PADA Hari Lingkungan tahun ini kembali kita merenung tentang berbagai bencana yang melanda negeri ini. Banjir Sungai Citarum yang melanda Bandung Selatan serta Kota dan Kabupaten Karawang mengingatkan peristiwa serupa setahun lalu yang terjadi disepanjang daerah aliran sungai (DAS) Bengawan Solo.
Pemicunya sama yakni kerusakan DAS. Sebanyak 78% dari 718.269 hektare luas total DAS Citarum merupakan hutan rakyat yang rusak karena berubah fungsi menjadi lahan pertanian semusim. Sementara itu dalam skala Pulau Jawa, lebih dari 80% atau 116 dari 141 DAS kondisinya memprihatinkan.
Kalau ditelusuri maka sumber bencana lingkungan adalah tata ruang yang amburadul dan tidak konsisten. Hal itu bisa dicermati dari dua sisi. Pertama; apakah dari awal memang pengalokasian ruang sesuai dengan kondisi lingkungan? Kedua; ketika sudah menjadi dokumen tata ruang apakah diimplementasikan sesuai dengan peruntukannya?
Umumnya tata ruang ditetapkan di belakang meja dan kurang melihat kondisi di lapangan. Penetapan peruntukan penggunaan ruang lebih banyak didasarkan atas kepentingan pertumbuhan ekonomi ketimbang pertimbangan sosial dan lingkungan.
Tata ruang yang menetapkan sebuah kawasan untuk industri misalnya sudah seharusnya dihitung benar daya dukung dan daya tampung lingkungannya. Dua pertanyaan penting yang harus dijawab. Pertama; apakah lahan yang terbentang di kawasan tersebut mampu menopang kegiatan industri-industri yang akan menempati lokasi tersebut.
Kedua; apakah ketersediaan air yang selama ini untuk mensuplai kebutuhan air baku penduduk dan irigasi masih mencukupi untuk kebutuhan industri. Berkaitan dengan daya tampung lingkungan, harus dihitung kemampuan sungai untuk menampung buangan limbah kegiatan industri.
Undang-Undang Nomor 32 Tahun 2009 tentang Perlindungan dan Pengelolaan Lingkungan Hidup (UU PPLH) Pasal 15 mengamanatkan bahwa pemerintah dan pemda (provinsi, kota, dan kabupaten) wajib melaksanakan kajian lingkungan hidup strategis (KLHS) dalam penyusunan rencana tata ruangnya.

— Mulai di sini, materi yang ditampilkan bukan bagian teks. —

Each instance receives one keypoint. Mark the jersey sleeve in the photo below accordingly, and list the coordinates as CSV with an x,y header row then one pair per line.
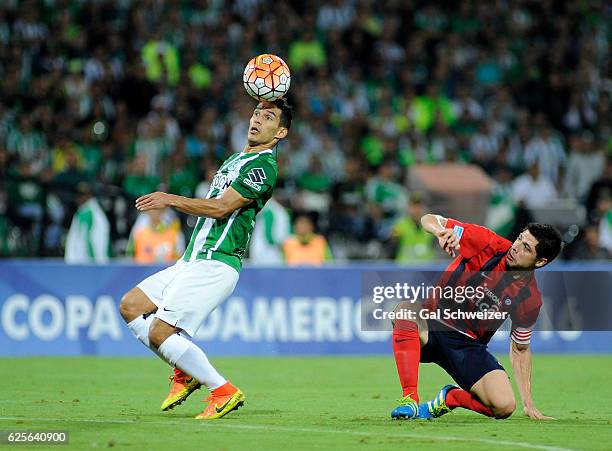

Kajian itu dimaksudkan untuk mengintegrasikan aspek lingkungan dalam pengambilan keputusan pada tahapan awal. Aspek lingkungan memandang bahwa tata ruang merupakan instrumen penting dalam kebijakan pembangunan. Bencana lingkungan seperti banjir, tanah longsor, abrasi, kekeringan yang terus menimpa negeri ini karena kegagalan penataan ruang.
Saat ini hampir semua pemerintah provinsi, kabupaten, dan kota sedang merevisi tata ruangnya untuk diselaraskan dengan UU Nomor 26 Tahun 2007. Sayangnya penyusunan dilakukan terburu-buru karena hampir semua pemda menargetkan mengesahkanya tahun ini.
Penegakan Hukum
Kondisi ini membawa dua konsekuensi. Pertama; hampir bisa dipastikan tata ruang yang akan disahkan belum menjalankan amanat Undang Tata Ruang dan Lingkungan yakni memasukan aspek daya dukung, daya tampung, dan mengintegrasikan dengan KLHS.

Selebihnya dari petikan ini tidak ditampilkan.